Андрей Битов - Аптекарский остров (сборник)
– Не смей курить! – рассердилась Наташа.
– Хорошо, – тут же согласился Ленечка и заложил папиросу за ухо. – Тогда давайте выпьем.
После чтения стихов он чувствовал себя, по-видимому, неловко.
– За нашего поэта! – провозгласила тетушка.
Монахов протянул свой бокал с особой поспешностью. Оказывалось, к его собственному удивлению, что стихи произвели на него еще большее впечатление. Впечатление это как бы проявлялось по мере. Он все косился на Ленечку и потуплял взор. Вся нелепость и детскость Ленечкиной внешности несла теперь для Монахова некий отпечаток значительности. Признав, «зауважав» Ленечку, Монахов будто искал в нем непосредственно последовавших за фактом этого признания изменений – и не находил. Это был все тот же Ленечка, который с удовольствием «запил» свое чтение и скоренько забыл о нем. «А Наташа, значит, его Муза…» – медленно подумал Монахов и этим взглядом посмотрел на нее. Она смотрела на него пристально, будто стараясь различить его в далекой перспективе.
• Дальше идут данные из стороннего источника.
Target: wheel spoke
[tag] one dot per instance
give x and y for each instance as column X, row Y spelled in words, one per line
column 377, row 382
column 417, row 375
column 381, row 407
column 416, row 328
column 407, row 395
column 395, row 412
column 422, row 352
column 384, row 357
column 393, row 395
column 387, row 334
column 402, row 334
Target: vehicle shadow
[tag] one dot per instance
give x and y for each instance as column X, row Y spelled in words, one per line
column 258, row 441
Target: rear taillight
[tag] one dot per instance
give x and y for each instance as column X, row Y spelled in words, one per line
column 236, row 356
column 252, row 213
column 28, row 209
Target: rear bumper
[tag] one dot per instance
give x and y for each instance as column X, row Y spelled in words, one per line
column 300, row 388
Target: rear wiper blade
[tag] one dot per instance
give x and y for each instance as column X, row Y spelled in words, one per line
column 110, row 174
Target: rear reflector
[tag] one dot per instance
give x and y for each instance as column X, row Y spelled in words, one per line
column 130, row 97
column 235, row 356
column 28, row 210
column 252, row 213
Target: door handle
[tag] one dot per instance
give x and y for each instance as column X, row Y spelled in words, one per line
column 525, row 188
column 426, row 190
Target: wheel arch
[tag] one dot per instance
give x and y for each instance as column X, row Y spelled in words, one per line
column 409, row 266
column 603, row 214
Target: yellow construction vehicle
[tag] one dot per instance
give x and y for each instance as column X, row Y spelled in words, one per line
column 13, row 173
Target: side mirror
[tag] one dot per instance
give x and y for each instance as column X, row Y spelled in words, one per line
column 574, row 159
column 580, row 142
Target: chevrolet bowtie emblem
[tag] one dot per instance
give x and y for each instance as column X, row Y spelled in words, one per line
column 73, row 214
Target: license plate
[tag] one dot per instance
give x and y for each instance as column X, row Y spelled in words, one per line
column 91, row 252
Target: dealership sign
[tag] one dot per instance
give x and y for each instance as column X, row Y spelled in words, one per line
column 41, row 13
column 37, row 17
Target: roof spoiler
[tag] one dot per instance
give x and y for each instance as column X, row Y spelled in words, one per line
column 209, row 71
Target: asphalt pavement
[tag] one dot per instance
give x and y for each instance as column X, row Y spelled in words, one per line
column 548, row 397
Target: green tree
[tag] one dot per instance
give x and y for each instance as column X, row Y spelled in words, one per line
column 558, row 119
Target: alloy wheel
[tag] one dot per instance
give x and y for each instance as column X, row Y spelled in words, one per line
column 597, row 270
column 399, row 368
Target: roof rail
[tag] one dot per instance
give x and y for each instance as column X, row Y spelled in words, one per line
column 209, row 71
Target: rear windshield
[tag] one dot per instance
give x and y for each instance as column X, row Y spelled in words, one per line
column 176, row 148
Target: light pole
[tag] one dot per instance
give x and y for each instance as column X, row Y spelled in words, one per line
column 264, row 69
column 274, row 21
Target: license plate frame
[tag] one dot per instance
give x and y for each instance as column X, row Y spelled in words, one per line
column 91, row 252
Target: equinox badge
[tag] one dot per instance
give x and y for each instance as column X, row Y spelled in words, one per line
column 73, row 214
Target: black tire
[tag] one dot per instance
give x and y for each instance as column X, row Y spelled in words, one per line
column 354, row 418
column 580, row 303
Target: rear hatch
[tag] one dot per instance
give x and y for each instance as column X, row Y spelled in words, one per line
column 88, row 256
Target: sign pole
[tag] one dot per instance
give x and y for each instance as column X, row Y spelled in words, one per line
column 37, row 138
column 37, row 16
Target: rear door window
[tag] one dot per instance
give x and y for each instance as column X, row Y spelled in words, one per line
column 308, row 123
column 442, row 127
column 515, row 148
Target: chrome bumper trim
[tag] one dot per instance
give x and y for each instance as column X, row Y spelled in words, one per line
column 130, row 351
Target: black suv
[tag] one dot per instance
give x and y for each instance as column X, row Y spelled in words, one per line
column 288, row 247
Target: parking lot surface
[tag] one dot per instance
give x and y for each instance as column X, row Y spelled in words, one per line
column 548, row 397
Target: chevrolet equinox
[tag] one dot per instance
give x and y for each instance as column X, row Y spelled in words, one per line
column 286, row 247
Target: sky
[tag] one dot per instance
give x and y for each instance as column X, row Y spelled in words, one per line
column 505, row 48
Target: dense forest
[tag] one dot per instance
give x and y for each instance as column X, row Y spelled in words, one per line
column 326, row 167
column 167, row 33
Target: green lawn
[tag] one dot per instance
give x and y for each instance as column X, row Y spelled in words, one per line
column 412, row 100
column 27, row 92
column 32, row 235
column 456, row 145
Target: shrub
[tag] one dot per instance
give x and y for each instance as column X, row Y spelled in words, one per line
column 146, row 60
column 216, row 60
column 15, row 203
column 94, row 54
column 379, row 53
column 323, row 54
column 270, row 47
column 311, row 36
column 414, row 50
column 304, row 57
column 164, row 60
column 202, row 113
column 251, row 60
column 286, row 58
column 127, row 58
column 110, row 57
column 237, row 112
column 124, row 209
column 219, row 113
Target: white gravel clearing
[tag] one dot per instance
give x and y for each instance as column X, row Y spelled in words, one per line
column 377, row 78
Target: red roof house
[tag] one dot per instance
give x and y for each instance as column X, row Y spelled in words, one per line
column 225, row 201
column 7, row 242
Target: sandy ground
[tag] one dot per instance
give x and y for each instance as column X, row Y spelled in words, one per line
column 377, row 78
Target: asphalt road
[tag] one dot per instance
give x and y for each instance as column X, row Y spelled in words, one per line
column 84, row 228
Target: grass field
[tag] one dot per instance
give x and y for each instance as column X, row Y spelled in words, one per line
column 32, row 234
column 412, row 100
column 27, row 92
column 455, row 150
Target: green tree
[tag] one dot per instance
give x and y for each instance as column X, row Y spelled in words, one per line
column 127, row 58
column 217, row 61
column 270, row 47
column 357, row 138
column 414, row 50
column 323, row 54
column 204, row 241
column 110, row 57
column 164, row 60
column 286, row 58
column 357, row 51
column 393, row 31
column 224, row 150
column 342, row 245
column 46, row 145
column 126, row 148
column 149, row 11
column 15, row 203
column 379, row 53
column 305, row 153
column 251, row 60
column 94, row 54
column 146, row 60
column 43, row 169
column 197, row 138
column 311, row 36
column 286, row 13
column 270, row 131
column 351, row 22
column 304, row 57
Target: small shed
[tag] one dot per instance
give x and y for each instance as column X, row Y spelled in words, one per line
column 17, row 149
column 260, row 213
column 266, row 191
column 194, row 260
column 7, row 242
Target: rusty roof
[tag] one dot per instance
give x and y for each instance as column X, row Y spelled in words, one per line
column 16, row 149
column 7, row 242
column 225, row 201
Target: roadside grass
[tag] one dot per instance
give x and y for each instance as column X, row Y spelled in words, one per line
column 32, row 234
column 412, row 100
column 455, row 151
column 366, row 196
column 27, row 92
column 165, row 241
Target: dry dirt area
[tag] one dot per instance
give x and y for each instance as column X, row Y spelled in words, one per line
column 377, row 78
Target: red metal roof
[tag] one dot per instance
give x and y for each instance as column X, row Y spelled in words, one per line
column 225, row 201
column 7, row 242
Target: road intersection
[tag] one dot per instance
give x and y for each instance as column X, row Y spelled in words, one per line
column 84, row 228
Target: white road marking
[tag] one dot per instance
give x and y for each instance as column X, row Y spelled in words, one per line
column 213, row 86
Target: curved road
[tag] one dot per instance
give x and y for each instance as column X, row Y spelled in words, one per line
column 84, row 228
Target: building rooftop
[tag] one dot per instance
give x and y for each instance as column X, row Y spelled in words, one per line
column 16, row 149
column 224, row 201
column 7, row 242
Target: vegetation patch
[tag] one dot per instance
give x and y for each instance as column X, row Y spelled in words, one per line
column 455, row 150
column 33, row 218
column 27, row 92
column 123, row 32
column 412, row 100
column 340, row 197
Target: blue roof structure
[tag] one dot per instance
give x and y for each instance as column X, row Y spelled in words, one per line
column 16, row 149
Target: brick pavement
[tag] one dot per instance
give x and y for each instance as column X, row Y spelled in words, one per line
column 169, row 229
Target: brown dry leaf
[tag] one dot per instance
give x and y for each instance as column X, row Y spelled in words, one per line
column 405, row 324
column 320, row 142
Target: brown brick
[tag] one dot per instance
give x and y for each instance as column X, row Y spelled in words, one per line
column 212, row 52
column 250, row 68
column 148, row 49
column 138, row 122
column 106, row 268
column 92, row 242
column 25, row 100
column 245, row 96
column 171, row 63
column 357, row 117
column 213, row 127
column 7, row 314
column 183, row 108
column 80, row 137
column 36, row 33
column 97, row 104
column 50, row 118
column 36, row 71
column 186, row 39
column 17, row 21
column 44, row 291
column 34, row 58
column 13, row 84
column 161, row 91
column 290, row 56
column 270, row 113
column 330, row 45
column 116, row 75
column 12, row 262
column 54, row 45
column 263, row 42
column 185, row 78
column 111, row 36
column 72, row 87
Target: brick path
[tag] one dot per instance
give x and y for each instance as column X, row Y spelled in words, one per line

Перспектива эта вдруг покачнулась и сократилась, переломившись надвое. Звякнула сама собою рюмка о близкую бутылку. Качнулась лампа, передвинула тени. Все необыкновенно оживились.
– Ого! – сказал Монахов. – Неужели?
– Около пяти баллов, – гордясь, сказала тетушка.
– Отлично!..
Все выпили за это, повторив в своей памяти толчок всеобщим чоканьем. Все тени успокоились на прежних местах: Монахов, как бы потрясенный живым явлением природы, мечтательно не глядел на Наташу, Ленечка не видел Монахова, как не заметил, кажется, и землетрясения, Наталья же…
– Монахов… – сказала она. – Иди ко мне.
«Ленечка же рядом… Как она может!» – воскликнул молча Монахов и потупился, не выдержав ее взгляда.
– Ты что, не слышишь?
Монахов замычал и замотал головой от непереносимости. Все – смотрели.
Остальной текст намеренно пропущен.